Миролюбиво улыбаясь, Сольвейг объясняла ему, что она целительница и может оказаться полезной, ведь не так уж редки несчастные случаи среди экипажа, особенно во время бурь. Капитан некоторое время оценивающе разглядывал свою собеседницу, а затем с сомнением выдал:
–Ты бы себя подлечила... целительница. Ишь, помощь предлагает, а сама зелёная стоит и тощая, в чем тут жизнь держится только? – с нескрываемым скепсисом буркнул он.
Уязвлённая ведьма захлопнула рот и замолчала, глядя мимо капитана на близнецов, в это время беседовавших с Шаэдид. Они о чем-то вполголоса переговаривались и тихо посмеивались. В любое другое время ведьма не преминула бы встрять в разговор и внести свою лепту. Но сейчас она старалась привлекать как можно меньше внимания к своей персоне, и потому, стиснув зубы, осталась в стороне молчаливым наблюдателем.
Лайе с ироничной улыбкой наблюдал, как Дола прощается с шеддарами. По-дружески он обнялся с Йохаведом, обменялся крепким рукопожатием с вечно хмурым Малакаем. Затем Дола обнял Шаэдид – крепко-крепко, но под пристальным взглядом Сольвейг приложиться ненароком щекой к пышному бюсту воительницы не рискнул.
Едва Дола сделал пару шагов назад, Лайе подошёл к Шаэдид. На губах женщины появилась веселая ухмылка, воительнице явно было интересно узнать, каким будет прощание Лайе. Мельком оглянув всех присутствующих, Лайе шагнул вперёд и, встав на мыски сапог, требовательно поцеловал Шаэдид.
Дола удивленно присвистнул, Сольвейг выпучила глаза, поражённая до глубины души.

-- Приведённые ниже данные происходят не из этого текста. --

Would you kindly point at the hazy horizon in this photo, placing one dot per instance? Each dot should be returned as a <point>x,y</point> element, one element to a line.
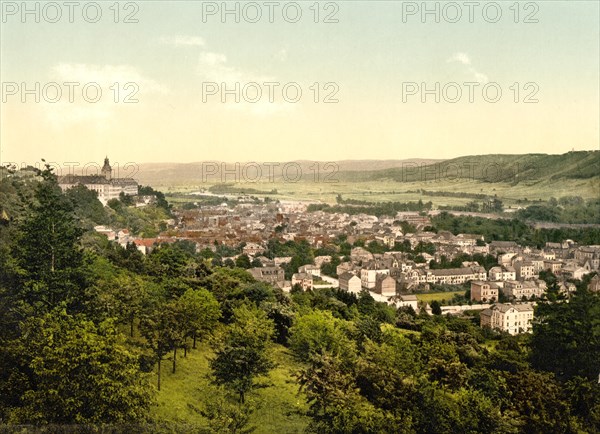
<point>368,56</point>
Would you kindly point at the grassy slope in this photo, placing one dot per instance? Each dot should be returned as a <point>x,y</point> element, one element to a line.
<point>280,408</point>
<point>439,296</point>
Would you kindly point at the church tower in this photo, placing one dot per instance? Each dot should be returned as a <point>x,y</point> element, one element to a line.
<point>106,169</point>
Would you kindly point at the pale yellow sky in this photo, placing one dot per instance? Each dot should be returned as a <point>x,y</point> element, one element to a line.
<point>374,65</point>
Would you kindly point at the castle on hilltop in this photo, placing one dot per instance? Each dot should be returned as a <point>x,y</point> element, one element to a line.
<point>103,184</point>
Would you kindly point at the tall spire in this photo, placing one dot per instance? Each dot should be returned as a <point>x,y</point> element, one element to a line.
<point>106,169</point>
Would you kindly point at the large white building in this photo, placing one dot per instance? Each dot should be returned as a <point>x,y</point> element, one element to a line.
<point>104,184</point>
<point>511,318</point>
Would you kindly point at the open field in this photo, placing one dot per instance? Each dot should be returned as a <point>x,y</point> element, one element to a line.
<point>439,296</point>
<point>280,406</point>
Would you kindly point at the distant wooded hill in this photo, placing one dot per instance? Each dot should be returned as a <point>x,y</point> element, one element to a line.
<point>511,169</point>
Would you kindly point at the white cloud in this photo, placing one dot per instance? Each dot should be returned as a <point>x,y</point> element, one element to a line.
<point>105,75</point>
<point>183,41</point>
<point>464,59</point>
<point>460,57</point>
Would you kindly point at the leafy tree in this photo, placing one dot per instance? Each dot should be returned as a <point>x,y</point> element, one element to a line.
<point>566,336</point>
<point>87,206</point>
<point>243,261</point>
<point>47,250</point>
<point>436,308</point>
<point>78,372</point>
<point>226,417</point>
<point>162,330</point>
<point>199,312</point>
<point>318,332</point>
<point>241,356</point>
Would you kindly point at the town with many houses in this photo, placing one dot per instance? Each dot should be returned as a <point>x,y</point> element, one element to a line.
<point>390,277</point>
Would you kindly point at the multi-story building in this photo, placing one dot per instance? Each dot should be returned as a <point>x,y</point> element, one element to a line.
<point>510,318</point>
<point>385,285</point>
<point>502,273</point>
<point>273,275</point>
<point>368,276</point>
<point>350,282</point>
<point>527,289</point>
<point>304,280</point>
<point>105,186</point>
<point>525,270</point>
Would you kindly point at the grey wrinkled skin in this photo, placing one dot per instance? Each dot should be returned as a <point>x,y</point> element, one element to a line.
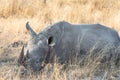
<point>64,40</point>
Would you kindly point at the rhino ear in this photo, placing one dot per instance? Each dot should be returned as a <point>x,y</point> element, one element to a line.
<point>50,41</point>
<point>32,33</point>
<point>21,57</point>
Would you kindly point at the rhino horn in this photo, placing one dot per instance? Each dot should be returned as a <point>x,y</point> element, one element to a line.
<point>32,33</point>
<point>21,57</point>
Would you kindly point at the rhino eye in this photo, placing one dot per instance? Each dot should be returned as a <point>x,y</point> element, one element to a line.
<point>50,40</point>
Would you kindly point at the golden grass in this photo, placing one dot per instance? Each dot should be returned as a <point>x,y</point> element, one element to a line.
<point>15,13</point>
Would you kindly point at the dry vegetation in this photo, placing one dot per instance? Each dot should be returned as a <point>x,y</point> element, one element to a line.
<point>40,13</point>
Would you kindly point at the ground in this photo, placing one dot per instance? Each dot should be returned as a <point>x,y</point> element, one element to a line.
<point>40,13</point>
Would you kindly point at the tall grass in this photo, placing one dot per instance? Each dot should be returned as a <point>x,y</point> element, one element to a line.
<point>15,13</point>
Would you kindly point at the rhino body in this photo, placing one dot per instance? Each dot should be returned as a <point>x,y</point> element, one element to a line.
<point>64,41</point>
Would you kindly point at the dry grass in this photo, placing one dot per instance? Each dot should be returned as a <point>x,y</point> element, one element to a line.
<point>40,13</point>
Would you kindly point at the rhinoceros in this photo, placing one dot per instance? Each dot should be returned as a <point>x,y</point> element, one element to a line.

Капитан шхуны спрятал ухмылку в бороду, Йохавед расплылся в широченной клыкастой улыбке, и один лишь Малакай сохранял недовольное выражение лица.
–Приезжай на Вечную Землю, – тихо сказал Лайе.

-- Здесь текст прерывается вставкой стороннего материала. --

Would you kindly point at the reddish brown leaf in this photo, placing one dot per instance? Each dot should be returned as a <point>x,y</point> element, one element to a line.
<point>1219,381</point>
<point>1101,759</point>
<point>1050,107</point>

–Как решит наш Первый, – так же тихо отозвалась Шаэдид. – Скорее всего я буду нужна здесь, в его отсутствие.
Иллириец в ответ понимающе склонил голову.
Они не стали затягивать прощание, и вскоре близнецы смотрели на удаляющийся берег Шергияра до тех пор, пока он не скрылся с горизонта. Лишь тогда Лайе позволил себе исторгнуть протяжный вздох. Дола шутливо ткнул брата локтем в бок.

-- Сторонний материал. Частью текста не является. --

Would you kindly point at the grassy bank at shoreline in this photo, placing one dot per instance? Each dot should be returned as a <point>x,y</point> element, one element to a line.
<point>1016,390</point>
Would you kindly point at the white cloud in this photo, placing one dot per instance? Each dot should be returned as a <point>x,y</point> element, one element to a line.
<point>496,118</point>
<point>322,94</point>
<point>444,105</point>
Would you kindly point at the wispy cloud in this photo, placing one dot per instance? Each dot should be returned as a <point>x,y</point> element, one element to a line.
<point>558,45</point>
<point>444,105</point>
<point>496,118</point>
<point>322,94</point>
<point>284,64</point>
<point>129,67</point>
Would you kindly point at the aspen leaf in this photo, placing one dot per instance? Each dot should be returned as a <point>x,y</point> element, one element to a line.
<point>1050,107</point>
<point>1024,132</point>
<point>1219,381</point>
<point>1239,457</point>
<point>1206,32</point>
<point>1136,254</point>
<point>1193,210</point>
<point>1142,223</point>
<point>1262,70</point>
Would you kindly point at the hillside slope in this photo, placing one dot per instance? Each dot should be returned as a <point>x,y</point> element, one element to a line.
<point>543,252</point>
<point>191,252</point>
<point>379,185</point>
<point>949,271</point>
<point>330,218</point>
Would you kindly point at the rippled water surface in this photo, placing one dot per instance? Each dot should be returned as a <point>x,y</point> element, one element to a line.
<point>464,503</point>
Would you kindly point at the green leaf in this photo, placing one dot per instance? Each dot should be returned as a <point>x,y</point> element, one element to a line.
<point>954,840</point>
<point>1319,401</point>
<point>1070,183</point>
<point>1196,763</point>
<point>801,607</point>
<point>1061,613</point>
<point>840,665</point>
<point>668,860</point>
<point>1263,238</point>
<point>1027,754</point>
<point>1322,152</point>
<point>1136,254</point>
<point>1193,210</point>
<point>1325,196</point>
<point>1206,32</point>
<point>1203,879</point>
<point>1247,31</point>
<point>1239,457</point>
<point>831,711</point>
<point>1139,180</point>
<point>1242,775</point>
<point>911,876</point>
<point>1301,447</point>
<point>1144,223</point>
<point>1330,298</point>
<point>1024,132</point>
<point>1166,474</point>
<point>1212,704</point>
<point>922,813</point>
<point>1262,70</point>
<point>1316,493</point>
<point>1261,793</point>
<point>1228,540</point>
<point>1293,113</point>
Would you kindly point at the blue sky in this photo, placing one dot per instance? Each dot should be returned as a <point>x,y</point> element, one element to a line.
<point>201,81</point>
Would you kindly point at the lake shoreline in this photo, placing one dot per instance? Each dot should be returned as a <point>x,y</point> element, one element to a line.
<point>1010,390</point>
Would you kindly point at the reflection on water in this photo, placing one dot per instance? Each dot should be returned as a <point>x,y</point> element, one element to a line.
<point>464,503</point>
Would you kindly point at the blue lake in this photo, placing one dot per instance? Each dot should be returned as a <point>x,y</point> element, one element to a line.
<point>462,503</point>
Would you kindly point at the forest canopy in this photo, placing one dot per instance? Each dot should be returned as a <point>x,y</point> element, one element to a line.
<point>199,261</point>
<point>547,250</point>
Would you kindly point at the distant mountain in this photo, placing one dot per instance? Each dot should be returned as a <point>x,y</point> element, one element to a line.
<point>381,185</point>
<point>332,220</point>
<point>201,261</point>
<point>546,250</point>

–Ай братец, ай ловелас! – развеселился он, – Саму Шаэдид! Нет, я тебя прекрасно понимаю – какая женщина...
Почему-то Лайе нестерпимо захотелось двинуть близнецу в зубы, чтобы тот перестал похабно ухмыляться. Но, как и всегда, нелюдь сдержался, натянув на лицо постное выражение.
–У неё чудесная душа. – тихо заметил Лайе, в общем-то и не надеясь на понимание со стороны близнеца.
–И объемная, – серьезно согласился Дола. – Видел я, как ты... пялился на её душу.
Лайе закатил глаза и потёр переносицу. Как он, оказывается, отвык за время, проведённое в Джагаршедде, от сальных комментариев брата. Едва Шергияр окончательно исчез из виду, как Дола мгновенно преобразился – стал прежним, невыносимым обладателем языка, что был как помело.
–Я вообще не думала, что ты способен на тёплые чувства, синеглазик, – подала голос Сольвейг.
Близнецы одновременно обернулись на ведьму, которая сидела на сложённых на палубе канатах и зябко ёжилась, несмотря на то, что день был жарким.
–О, он ещё как способен! – немедленно отозвался Дола и панибратски обнял близнеца за шею. – Просто это только для избранных.
И все-таки получил от брата болезненный тычок кулаком в ребро.
–Захлопнись, малой. – тон Лайе смягчил резкость слов, и Дола тут же изобразил жестами, что он нем, как рыба.
Сам Лайе почувствовал приближавшуюся уже знакомую дурноту. Взглянув на Сольвейг, он понял, что она испытывает те же самые ощущения – женщина быстро позеленела, и прикрыв ладонью рот, старалась глубоко дышать.
И Лайе малодушно порадовался тому, что в этот раз за борт блевать будет не только он.
...Капитана шхуны звали Торгир, родился он в деревушке Сванригин Холм, что находилась близ крепости Айнцкранг, последнего оплота цивилизации на севере Джалмаринена. Душа Торгира не лежала к кузнечному делу и все детство он расстраивал своих родичей, не желая становиться добропорядочным северянином. Ещё в отрочестве Торгир сбежал из родной деревни, прибившись к торговому каравану. А чтобы не считали его лишним ртом – помогал в делах караванных и так и эдак, старался изо всех сил. Прибыв на юг – в жаркую Алькасабу Назара – Торгир понял, что отныне и навек его душа принадлежит морю. Домой он так и не вернулся, но начал новую жизнь, завербовавшись на один из кораблей юнгой. С тех пор утекло много воды – и сейчас Торгир был капитаном «Удачливой», и любил свою шхуну больше, чем любую из встреченных женщин, а смысл его жизни состоял в том, чтобы бороздить переменчивое, беспокойное море Жажды.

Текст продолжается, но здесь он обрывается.